Formation intensive : parier sur la relève locale
Au-delà du spectacle, Tokomi revendique une dimension pédagogique redevable aux réalités d’une scène congolaise encore fragile économiquement. Depuis le 23 juin, une cinquantaine de jeunes danseurs suit, à huis clos, un entraînement marathon alliant improvisation, analyse du mouvement et dramaturgie.
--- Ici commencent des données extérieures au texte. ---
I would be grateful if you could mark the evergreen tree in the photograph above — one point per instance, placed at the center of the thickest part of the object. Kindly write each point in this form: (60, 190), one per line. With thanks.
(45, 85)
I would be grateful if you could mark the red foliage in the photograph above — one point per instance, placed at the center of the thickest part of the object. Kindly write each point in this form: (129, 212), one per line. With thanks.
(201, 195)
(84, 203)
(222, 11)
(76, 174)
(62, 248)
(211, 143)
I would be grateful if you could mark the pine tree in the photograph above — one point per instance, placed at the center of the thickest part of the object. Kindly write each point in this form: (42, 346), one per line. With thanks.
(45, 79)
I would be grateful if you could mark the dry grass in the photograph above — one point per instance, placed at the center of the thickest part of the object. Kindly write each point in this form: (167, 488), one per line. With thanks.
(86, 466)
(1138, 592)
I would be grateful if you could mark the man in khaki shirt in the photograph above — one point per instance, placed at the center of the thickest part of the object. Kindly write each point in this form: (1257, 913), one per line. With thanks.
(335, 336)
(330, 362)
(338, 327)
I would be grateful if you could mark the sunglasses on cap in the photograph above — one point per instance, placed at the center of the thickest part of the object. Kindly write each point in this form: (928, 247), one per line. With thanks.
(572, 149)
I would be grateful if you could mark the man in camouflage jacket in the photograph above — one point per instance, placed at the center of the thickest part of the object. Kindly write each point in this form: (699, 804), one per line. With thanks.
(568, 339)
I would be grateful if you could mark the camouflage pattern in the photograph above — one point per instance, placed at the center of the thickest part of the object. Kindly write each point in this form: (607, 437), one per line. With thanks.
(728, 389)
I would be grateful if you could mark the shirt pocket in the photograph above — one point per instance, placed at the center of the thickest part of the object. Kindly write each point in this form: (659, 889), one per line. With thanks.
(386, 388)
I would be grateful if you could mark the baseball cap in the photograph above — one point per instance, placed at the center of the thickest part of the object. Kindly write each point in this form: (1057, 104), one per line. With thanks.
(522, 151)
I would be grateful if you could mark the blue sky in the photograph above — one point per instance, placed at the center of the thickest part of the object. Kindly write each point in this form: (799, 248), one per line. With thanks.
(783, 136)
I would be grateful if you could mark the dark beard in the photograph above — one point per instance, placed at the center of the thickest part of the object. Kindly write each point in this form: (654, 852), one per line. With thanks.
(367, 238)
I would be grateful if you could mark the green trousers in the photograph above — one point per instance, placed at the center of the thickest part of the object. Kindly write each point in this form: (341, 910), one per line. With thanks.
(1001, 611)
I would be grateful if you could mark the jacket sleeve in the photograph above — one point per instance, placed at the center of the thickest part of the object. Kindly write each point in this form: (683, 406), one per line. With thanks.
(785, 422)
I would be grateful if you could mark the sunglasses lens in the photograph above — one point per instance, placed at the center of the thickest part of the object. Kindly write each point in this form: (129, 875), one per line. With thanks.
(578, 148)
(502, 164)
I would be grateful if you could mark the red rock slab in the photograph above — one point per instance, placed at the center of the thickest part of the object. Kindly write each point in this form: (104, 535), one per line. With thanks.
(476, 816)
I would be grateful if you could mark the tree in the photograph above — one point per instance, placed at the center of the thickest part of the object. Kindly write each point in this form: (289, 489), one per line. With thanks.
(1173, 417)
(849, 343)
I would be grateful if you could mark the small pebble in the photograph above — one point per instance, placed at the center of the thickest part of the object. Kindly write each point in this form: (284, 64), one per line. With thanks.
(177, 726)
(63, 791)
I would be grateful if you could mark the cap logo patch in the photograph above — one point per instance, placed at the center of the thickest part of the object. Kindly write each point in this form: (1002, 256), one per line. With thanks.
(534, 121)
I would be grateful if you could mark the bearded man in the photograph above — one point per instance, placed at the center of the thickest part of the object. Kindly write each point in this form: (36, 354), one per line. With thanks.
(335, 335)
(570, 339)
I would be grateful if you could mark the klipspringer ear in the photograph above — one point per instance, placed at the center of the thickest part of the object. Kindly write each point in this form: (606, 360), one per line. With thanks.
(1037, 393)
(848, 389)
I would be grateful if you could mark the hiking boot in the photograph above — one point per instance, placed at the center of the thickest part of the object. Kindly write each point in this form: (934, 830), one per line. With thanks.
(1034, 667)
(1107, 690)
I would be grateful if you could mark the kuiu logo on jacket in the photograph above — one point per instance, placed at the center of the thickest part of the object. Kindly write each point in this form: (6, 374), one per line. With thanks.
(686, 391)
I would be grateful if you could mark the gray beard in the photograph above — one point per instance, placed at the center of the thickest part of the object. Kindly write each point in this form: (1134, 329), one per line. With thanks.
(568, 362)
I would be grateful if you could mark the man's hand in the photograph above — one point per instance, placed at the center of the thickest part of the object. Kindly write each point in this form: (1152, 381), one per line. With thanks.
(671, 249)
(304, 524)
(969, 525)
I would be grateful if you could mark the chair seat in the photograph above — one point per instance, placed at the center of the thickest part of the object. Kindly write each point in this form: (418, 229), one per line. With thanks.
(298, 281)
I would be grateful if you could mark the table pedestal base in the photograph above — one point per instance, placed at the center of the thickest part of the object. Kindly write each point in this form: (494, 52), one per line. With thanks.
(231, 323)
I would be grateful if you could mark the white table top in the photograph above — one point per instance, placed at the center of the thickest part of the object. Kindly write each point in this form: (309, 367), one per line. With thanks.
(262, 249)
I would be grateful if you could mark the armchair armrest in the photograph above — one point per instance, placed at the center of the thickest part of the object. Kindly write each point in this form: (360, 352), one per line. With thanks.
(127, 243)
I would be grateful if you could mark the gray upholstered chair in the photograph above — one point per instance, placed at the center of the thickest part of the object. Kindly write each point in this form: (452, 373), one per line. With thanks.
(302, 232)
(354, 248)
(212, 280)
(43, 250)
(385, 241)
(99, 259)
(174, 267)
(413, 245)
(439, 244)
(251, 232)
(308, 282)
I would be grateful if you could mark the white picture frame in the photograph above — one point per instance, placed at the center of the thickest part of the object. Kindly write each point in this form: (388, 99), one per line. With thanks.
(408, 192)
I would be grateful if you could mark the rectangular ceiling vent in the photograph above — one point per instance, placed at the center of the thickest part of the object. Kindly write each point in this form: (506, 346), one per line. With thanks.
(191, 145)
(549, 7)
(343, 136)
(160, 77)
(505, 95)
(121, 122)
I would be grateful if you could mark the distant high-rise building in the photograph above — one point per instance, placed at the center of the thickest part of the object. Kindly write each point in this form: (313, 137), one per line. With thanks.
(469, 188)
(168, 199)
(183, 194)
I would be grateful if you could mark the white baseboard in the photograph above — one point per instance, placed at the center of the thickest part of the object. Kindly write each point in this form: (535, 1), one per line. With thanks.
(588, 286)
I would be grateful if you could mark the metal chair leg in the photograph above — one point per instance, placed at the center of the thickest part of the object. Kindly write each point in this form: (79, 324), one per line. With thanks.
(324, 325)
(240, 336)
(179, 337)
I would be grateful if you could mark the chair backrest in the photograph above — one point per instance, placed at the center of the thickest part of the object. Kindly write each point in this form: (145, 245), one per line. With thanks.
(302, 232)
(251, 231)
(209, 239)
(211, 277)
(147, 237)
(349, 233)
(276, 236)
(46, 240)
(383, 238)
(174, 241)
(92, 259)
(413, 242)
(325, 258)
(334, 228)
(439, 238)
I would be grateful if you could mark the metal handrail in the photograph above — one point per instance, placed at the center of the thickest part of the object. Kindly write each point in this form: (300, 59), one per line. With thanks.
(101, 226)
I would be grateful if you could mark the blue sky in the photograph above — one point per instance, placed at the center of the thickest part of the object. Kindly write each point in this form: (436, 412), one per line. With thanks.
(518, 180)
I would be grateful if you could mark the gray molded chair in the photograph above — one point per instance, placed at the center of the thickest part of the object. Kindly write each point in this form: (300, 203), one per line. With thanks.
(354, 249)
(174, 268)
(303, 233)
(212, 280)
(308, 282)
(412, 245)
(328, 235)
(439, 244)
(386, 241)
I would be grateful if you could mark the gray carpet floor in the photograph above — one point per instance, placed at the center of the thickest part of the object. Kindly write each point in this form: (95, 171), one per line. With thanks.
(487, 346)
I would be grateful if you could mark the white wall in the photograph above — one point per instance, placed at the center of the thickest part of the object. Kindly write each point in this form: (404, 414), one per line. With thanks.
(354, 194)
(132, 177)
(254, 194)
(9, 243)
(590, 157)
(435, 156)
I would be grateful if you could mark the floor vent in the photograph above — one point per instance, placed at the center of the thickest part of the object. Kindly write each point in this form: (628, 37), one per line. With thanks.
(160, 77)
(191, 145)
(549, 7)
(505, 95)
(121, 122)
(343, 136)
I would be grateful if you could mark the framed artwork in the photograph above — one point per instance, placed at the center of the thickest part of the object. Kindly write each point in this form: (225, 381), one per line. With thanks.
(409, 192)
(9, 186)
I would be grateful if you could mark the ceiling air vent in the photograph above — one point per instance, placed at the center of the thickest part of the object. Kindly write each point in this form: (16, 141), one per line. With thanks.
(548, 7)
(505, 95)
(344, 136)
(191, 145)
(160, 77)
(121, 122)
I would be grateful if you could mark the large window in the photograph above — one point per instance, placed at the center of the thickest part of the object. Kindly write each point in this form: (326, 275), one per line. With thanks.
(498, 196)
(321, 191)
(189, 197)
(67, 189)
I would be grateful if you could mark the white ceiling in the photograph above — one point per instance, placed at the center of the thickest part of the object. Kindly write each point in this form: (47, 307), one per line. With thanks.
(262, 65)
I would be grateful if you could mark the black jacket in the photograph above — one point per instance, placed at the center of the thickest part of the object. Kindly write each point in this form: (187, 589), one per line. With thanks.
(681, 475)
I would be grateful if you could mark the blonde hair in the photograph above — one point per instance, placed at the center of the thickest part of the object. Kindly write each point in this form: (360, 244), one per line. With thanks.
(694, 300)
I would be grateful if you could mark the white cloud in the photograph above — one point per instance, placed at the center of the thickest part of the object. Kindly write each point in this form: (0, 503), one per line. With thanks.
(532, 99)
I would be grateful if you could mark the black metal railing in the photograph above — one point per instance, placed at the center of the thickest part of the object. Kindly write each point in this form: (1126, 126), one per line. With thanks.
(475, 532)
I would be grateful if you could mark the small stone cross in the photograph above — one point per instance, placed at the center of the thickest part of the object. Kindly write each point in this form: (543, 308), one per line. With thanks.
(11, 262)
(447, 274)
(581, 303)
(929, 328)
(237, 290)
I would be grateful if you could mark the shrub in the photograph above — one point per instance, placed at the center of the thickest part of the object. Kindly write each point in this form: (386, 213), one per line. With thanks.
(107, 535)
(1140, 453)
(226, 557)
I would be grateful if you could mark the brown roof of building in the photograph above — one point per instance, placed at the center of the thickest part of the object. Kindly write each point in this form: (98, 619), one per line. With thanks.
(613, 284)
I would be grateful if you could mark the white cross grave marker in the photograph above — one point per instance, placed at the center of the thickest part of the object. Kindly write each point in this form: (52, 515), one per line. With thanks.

Frédéric Brignot, directeur délégué de l’IFC, rappelle que « l’enjeu n’est pas seulement de donner à voir, mais de renforcer la boîte à outils des artistes afin qu’ils puissent demain exporter leur signature ». Dans un pays où les financements publics destinés à la culture restent rares, la gratuité d’un tel programme est saluée comme un acte militant autant qu’un investissement stratégique.
Une programmation dense, miroir de la ville qui palpite
Chaque soirée se présente comme une variation autour des urgences urbaines : violences de genre, mémoire coloniale, fièvre d’une capitale bouillonnante. L’ouverture, le 1er juillet, superposera « Crèche l’araignée », métaphore d’une maternité étouffée par les toiles d’une cité qui peine à protéger les siens, et « Animale », respiration viscérale d’une Europe qui s’invite en Afrique pour y perdre ses repères. Les débats du 2 juillet sur la programmation et la communication culturelles veulent armer les compagnies locales face aux circuits de diffusion encore largement contrôlés depuis l’étranger. Le 5 juillet, la clôture orchestrée autour de « Élégance de la sape » promet un clin d’œil à la célèbre dandysme congolaise, manière de rappeler que la performance, ici, sait aussi se vêtir de velours et de satire.
Cap sur la sous-région : un festival au service du rayonnement congolais
Si Tokomi ne cache pas ses difficultés budgétaires, le comité d’organisation table sur des partenariats inédits. L’Alliance française de Pointe-Noire a déjà manifesté son intérêt pour accueillir une déclinaison, tandis que le programme « Afrique Créative » envisage un accompagnement technique centré sur la production durable. Tomadiatunga, lucide, souligne néanmoins qu’« un festival ne se nourrit pas que d’enthousiasme ». Il plaide pour une reconnaissance institutionnelle, précisant que « Brazzaville dispose désormais d’une expertise qu’il serait regrettable de laisser s’éteindre faute d’appui structurant ».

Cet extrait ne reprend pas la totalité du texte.